第四章 絶対に嘘だ!!

完全に落胆の面持ちで、全検査結果を呼吸器内科に持って行く僕です。これでもう、残すはいよいよ『告知』のみじゃん。まさか、こんなことになるなんて……。頭の中は完全に真っ白です。何も考えられませんでした。絶望のどん底とはまさにこの状態のことでしょ。
呼吸器内科の前に着くと、入り口で一人の白衣の医師がキョロキョロしてるではありませんか。
「どっかで見たことある先生だなー」
と思っていたらその人、一番最初に僕を検査に導いてくださった初診当番の先生ではないですか!しかも!僕を見つけて
「あ!いたいた!気になってたんだよー。ちょっとレントゲン見せて」
って駆け寄ってきた!!
……ちょっと待って。病院さ、すごく忙しそうなんだよ?なのに、そんな初診の僕だけを、なんで気になって探してるの??
僕の絶望感にますます拍車がかかります。
僕の頭の中ではすでに、先ほどの歯切れの良いレントゲン技師の方が、出来上がった僕の写真を見て
「うわ、これはやばい!あまりにヤバ過ぎだから担当の先生に連絡入れとかなきゃ。もしもし、○○先生ですか?さっきの初診の患者さん、かなりヤバイですよアレは。様子見に行ったほうが良いんじゃないですか?」
と、この先生に連絡したまでの様子が完璧に再現されていた。
うわー……そんなにヤバいんだ……マジで……?
レントゲンを取り出し透かし見る先生。
もう駄目だ。もう耐えられない。
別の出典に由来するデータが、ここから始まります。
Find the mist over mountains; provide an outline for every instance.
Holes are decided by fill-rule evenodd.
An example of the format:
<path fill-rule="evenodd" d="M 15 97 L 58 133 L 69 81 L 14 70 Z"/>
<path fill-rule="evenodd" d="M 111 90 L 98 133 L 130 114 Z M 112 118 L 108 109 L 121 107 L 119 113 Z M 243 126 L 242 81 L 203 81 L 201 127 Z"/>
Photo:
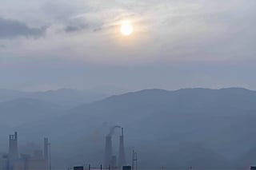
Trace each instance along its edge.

もう今すぐハッキリと告知されたい。
「先生!」(ガクガクブルブル)
「ん?」
「この、ラムネみたいな白いのは何なんですか!?」(ガクガクブルブル)
「え、これ?」
「そ……それです!」(ガクガクブルブル)
「これ血管!」
答えるタイミングが明らかに早すぎる!絶対に嘘だ!!僕は完全に確信しました。
考えてみれば、医者というものは、もう助からないような重病患者さんに虚偽の診断をしなければいけない場面にも慣れているはずだ(偏見)。ショックを与えないようにとても上手に嘘をつけるものなのだ(超偏見)。テレビで観た。僕は騙されないぞ。
「ふーん、大丈夫そうだなー」
絶対に嘘だ!!むしろ白々しい!!
「じゃあ、僕が検査結果、中の先生に渡しておいてあげるから、待合室で待ってて」
絶対に、その先生と相談するんだ。この深刻な病状について。間違いない。
左肺のラムネがどんどん痛くなる。膝がガクガク震えました。
僕はまるで死刑囚のような気持ちで待合室の椅子に座っていた。